The constant emphasis on that point is probably of the highest relevance. I compare Black culture and Jewish culture together a lot because of, obviously, the oppression in a lot of ways, whether recent or in the distant past, in the scope of 500 years and thousands of years. The desire, necessity and the urge and the longing to be together and the importance of just sitting around a table, no matter how big or small, is the point.

How does Jewishness affect your approach to hospitality overall?

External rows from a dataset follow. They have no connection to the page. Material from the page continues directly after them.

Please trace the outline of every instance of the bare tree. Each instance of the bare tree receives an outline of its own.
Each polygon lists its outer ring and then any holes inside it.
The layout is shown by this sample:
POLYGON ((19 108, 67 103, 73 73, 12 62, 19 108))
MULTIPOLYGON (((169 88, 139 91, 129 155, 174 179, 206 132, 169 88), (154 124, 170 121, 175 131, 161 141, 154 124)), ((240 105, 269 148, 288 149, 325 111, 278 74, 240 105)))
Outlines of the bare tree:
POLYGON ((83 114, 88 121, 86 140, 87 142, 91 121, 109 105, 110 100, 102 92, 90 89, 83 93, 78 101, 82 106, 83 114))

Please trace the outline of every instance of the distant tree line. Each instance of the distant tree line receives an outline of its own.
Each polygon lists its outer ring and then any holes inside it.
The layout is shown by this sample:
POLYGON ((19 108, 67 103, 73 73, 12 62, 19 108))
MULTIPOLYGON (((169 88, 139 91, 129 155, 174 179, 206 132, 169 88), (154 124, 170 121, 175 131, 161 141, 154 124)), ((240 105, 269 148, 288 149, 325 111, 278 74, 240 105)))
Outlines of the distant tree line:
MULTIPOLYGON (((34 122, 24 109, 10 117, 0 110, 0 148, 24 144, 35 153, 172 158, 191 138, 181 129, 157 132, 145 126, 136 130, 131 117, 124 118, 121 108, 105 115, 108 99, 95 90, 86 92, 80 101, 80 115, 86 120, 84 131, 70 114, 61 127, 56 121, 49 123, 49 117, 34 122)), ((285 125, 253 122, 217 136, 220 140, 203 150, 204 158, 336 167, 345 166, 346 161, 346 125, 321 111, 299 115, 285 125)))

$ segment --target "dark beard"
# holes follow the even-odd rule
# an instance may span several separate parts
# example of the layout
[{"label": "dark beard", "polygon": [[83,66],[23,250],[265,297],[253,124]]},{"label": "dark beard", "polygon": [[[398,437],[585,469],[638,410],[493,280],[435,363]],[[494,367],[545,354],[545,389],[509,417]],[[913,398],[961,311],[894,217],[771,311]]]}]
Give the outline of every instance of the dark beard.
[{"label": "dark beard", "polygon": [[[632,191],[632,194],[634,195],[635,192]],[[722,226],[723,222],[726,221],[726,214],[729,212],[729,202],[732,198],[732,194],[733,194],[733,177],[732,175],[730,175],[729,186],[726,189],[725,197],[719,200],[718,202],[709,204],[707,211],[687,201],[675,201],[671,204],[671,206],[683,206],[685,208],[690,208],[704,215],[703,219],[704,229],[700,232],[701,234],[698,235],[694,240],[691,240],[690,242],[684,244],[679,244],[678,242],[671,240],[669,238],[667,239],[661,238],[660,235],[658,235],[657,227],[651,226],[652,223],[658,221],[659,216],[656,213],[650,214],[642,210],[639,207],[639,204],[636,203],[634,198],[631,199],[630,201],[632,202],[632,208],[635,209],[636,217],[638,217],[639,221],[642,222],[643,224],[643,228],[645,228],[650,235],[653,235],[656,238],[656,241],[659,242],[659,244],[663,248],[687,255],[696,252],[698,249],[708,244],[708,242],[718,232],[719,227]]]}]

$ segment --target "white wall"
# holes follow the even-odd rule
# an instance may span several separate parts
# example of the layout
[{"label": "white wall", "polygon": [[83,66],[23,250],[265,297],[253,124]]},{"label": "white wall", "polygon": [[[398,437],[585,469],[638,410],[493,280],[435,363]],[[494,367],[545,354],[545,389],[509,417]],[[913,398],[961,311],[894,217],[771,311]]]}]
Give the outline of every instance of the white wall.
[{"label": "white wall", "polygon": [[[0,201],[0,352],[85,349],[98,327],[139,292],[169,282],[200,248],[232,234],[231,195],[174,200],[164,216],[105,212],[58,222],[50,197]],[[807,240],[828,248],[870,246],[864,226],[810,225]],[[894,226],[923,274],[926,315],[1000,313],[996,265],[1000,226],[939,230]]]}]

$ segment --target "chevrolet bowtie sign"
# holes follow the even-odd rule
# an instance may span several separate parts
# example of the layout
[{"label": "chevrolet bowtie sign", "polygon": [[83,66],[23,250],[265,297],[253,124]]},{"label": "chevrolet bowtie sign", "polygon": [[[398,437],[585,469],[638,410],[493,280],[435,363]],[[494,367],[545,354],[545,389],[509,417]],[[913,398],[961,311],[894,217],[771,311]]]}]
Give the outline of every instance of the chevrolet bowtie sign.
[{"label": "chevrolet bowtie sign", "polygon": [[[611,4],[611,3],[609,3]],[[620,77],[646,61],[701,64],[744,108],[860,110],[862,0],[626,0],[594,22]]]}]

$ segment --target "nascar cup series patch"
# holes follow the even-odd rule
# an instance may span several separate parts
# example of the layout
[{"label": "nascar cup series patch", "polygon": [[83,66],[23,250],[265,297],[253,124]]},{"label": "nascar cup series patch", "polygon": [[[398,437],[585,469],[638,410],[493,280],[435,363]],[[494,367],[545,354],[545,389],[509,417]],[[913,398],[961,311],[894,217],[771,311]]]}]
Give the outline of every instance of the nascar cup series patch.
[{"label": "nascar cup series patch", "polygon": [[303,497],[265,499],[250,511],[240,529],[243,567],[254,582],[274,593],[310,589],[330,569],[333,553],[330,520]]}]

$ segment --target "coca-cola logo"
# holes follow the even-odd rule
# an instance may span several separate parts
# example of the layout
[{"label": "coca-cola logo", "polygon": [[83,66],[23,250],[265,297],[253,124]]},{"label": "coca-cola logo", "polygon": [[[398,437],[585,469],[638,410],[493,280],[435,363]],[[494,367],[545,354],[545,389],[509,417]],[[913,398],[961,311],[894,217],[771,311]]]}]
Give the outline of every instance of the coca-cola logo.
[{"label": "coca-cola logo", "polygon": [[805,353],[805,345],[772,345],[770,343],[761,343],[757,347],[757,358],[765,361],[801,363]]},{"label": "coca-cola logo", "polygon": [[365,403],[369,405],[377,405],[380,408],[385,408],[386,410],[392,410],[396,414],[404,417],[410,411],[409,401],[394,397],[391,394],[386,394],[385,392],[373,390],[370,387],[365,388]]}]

Thank goodness, I’ve already had that baked in somewhat from my great-grandmother and my grandmother. Up until a year ago, they were still alive. They just actually passed. My great-grandmother was 101. She was born in 1919; like 2020, this was significant, with influenza and the ending of World War I, right? There was a renaissance that my great-grandmother was coming up in. And I got to hear this. Sharecropping was kind of a dilution slavery. She would give stories; she would tell us about it. She was very cognizant and awake and alive. I got to live that and feel that and breathe that and know that and taste it, also. I think there’s a lot of that in Jewish culture as well, that you get to taste that sort of … it’s not a pain or a struggle, but it’s just an importance.

When that gets translated to you in an emotional way or a food way, or all the ways … I think it automatically evolves into appreciation, and appreciation when you have your family around turns into love and welcomeness and acceptance. If a friend comes along that you didn’t expect, it’s like: “Of course I have enough for one more or two more.” Honestly, it’s that baseline level of generosity. This is what MIDA means. Debra was the one who found the word I was looking for—two words—“He gives me.”

I wondered: How could I put this into a proposal or business plan? An investment guy sees generosity, and it’s like, “This first-time restaurant guy is trying to give it away. He’s trying to give bread out the back or something!” I had to figure out a way that this would make business sense. How do you write the whole story on how to train and build up a restaurant and a culture around the generosity piece? I feel like the culture part was the easy part, in my opinion. When a guest walks in the door, it’s how you greet them. It’s how you say goodbye. It’s how you price the food. It’s how you pour the wine. It just has to be warm.

It’s applying what I think of when walking into your bubbe’s house, right? All you’re looking for is consistency. You want the same food you had last year, and the year before, and the year before that, when you were a little girl and when I was a little boy. You just want to relive that warmth. I think that no matter who walks through that door, Jewish, Black or otherwise, generosity transcends all that.

What’s your favorite thing that you’re making right now? What do you love?

I’m just excited to talk to people and make people smile. The whole point of people coming in is to really get them to laugh and/or cry. With every speech that I do and with every talk that I’ve been trying to do more of, I try to get the emotions running. I’m trying to make up for two years of lost emotions for everybody. I think the food almost is somewhat secondary and kind of a follow-up to what we’re actually trying to do, and what we’re trying to provide and give and serve.

But food-wise? When people do sit down? Honestly, I think the lasagna has taken on a life of its own. People are still in comfort mode in a way. We’re doing tasting menus, and we’re still being adventurous in all the ways. But lasagna seems to be that really strange thing that we didn’t actually come up with ‘til COVID. It’s been our breakout hit.